Water Scarcity: Don't Blame Oil And Gas Companies

Sara Jerome

By Sara Jerome
@sarmje

oil.reg

Don't blame water scarcity on the energy industry.

That's one angle covered in a white paper by Ryan Sitton, a recently elected Railroad Commissioner in Texas. Sitton will soon join a body of three members who regulate oil, gas, mining and pipeline issues in the state.

In the paper, Sitton lays out his view that oil and gas companies cannot be held entirely responsible for Texas' enormous water challenges.

"Even if we eliminated all water usage for oil and gas production, that would only save the state [of Texas] less than 1% of the total water used in the state," Sitton said, per NGI's Shale Daily. "I believe strongly that we need comprehensive solutions that evaluate every type of water usage in Texas and encourage conservation, recycling, reuse and other options to optimize water utilization in a comprehensive way."
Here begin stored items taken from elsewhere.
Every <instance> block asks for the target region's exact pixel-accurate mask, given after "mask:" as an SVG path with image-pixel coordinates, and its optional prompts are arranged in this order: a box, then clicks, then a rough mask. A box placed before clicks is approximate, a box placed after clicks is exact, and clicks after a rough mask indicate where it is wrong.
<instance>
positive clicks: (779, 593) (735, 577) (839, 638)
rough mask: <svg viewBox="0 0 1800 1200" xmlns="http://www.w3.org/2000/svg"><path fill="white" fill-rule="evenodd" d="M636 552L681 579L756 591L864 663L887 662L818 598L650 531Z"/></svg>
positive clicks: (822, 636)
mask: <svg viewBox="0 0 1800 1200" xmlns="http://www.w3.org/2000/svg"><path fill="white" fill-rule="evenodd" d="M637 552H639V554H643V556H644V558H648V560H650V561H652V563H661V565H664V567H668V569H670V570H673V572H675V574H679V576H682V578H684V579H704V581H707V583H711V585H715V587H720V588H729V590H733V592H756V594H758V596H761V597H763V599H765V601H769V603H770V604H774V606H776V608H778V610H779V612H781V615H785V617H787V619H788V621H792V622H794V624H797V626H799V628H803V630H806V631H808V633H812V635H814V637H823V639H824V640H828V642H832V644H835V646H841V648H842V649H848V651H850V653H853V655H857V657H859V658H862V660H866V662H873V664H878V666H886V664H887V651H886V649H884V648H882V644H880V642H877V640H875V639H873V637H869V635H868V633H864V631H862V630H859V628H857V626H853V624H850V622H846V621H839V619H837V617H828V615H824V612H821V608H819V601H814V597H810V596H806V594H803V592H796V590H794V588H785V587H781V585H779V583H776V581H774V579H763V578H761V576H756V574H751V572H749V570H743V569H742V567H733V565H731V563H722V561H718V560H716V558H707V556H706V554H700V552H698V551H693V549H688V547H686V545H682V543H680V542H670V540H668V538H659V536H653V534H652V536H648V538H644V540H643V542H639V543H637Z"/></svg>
Sitton points to energy industry water consumption as a small part of the water scarcity dilemma.

"While the total amount of water usage has increased, the proportion of fresh water used to the amount of oil/gas produced has actually decreased," he wrote, per Shale Daily.

He also notes that energy companies are increasing their use of recycled water.

"The ratio of recycled/reused water and brackish water to fresh water is also changing dramatically. Oil and gas operators are increasingly using non-freshwater in their operations. Over three years, according to the Texas Oil and Gas Association, they increased non-freshwater usage by 600% (from 3% to 21%)," he wrote.

Residential water use is sometimes a bigger problem, according to Sitton, who says on his website that "watering Texas lawns in 2011 consumed 18 times more water than hydraulic fracturing."

Sitton was highlighted this year as part of Houston Business Journal's "40 under 40" Texas politicians.

"Politically, I want to help the state of Texas and the United States articulate more effective policies on energy development. This is truly a unique time in history in which the United States has the opportunity to reassert itself as the most prominent force in energy production and energy markets," Sitton said in the report.